Als er dann um ihre Hand angehalten hatte, hatte sie Ja gesagt.
Weder vor sich selbst noch vor anderen hatte sie jemals zugegeben, dass ihr Ja vielleicht damit zusammengehangen hatte, dass im Büro EDV eingeführt werden sollte. Der Gedanke hatte sie in Panik versetzt. Sie hatte gewusst, dass das ihre Fähigkeiten übersteigen, sie nicht mithalten können würde, dass ihr die Kündigung sicher wäre. Eine Ehe war der eleganteste Ausweg gewesen.
Und sie hatte es nicht bereut. Sie war kurz nach der Heirat schwanger geworden und hatte, noch bevor das Kind auf der Welt war, zu arbeiten aufgehört. Einen Computer zu bedienen, hatte sie nie gelernt.

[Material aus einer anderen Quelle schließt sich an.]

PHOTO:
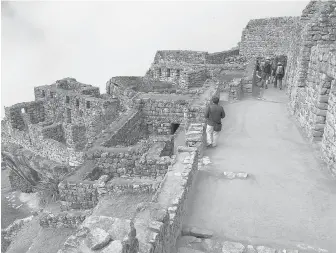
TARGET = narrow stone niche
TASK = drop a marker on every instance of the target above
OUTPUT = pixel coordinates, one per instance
(174, 127)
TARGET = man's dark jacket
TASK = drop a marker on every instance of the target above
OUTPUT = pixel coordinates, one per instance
(214, 114)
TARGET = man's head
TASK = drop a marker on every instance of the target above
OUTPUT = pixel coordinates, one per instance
(215, 100)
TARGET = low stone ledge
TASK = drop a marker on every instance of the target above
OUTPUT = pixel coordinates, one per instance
(65, 219)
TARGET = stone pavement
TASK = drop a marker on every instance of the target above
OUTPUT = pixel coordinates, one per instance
(288, 199)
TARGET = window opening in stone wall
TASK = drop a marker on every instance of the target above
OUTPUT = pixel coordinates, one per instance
(68, 115)
(174, 127)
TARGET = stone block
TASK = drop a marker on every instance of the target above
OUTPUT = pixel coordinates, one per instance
(98, 239)
(233, 247)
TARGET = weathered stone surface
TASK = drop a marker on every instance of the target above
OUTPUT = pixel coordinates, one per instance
(113, 247)
(98, 239)
(186, 240)
(188, 250)
(263, 249)
(233, 247)
(250, 249)
(197, 232)
(212, 245)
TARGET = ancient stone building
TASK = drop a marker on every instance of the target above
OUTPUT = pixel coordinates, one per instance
(144, 135)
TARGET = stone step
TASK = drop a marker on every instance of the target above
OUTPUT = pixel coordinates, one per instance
(192, 244)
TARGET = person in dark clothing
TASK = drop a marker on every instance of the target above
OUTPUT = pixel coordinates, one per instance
(257, 65)
(274, 67)
(267, 68)
(214, 115)
(280, 73)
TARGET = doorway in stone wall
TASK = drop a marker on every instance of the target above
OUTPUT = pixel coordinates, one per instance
(174, 127)
(68, 115)
(274, 61)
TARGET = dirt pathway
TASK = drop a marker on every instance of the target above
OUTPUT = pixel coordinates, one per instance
(288, 200)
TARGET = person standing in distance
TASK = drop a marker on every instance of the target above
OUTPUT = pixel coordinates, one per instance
(214, 115)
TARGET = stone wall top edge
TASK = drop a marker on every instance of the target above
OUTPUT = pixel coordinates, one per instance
(266, 21)
(23, 104)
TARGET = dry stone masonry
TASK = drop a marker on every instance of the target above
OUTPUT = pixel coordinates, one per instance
(122, 145)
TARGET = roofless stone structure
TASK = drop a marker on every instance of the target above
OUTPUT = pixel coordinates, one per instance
(131, 153)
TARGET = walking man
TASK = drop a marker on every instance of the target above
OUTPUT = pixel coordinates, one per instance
(260, 83)
(280, 73)
(267, 72)
(274, 67)
(214, 115)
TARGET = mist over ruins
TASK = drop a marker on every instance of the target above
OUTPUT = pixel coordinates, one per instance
(129, 169)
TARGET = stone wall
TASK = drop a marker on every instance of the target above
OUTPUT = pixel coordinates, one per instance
(267, 37)
(78, 195)
(195, 78)
(34, 110)
(71, 102)
(180, 56)
(9, 234)
(222, 57)
(161, 113)
(158, 224)
(329, 136)
(63, 219)
(84, 194)
(313, 98)
(54, 131)
(145, 159)
(317, 26)
(128, 131)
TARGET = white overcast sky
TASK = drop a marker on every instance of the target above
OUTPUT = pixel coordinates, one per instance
(93, 41)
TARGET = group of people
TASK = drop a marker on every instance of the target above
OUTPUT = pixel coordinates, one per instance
(267, 72)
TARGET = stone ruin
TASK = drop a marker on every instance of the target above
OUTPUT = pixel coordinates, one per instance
(131, 154)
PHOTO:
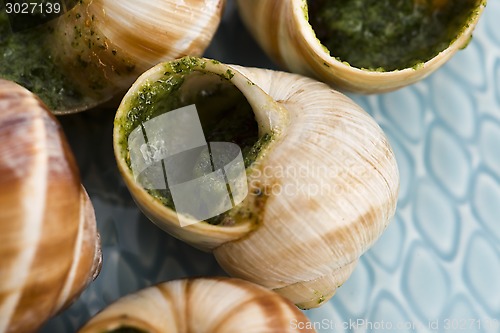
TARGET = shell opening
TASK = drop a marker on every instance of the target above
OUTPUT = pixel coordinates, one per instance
(389, 35)
(225, 116)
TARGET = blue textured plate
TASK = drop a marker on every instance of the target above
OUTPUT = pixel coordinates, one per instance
(436, 268)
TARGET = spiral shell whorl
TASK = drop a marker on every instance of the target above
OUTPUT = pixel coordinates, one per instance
(48, 239)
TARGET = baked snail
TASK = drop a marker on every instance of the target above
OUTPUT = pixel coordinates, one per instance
(98, 48)
(365, 46)
(49, 244)
(200, 305)
(321, 178)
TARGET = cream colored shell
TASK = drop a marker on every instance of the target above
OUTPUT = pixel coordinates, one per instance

Er sorgte gut für sie. Liebte sie und die Kinder und versuchte immer, es ihr recht zu machen. Er stand für Sicherheit und Stabilität. Hin und wieder war sie seiner etwas müde, der Sicherheit etwas müde. Stellte die Sicherheit auf die Probe. Stritt mit ihm. Tobte. Deutete an, dass es ihr in den Sinn kommen könnte, ihn zu verlassen. Zum einen, um ein wenig mit der Sicherheit zu spielen, sie herauszufordern, sie aufs Spiel zu setzen, und zum anderen, um sich immer wieder bestätigen zu lassen, dass er sie nie, nie im Stich lassen würde. Sie wusste auch, dass er alles tun würde, um sie zurückzuhalten, sollte es ihr eines Tages einfallen, ihn zu verlassen. Und dass er all seine Klugheit und all sein juristisches Wissen einsetzen würde, um zu verhindern, dass sie die Kinder bekäme.
Deshalb wusste sie, dass sie ihn nie verlassen würde, niemals!
Aber es bestand schließlich kein Grund, dass er sich ebenso sicher war.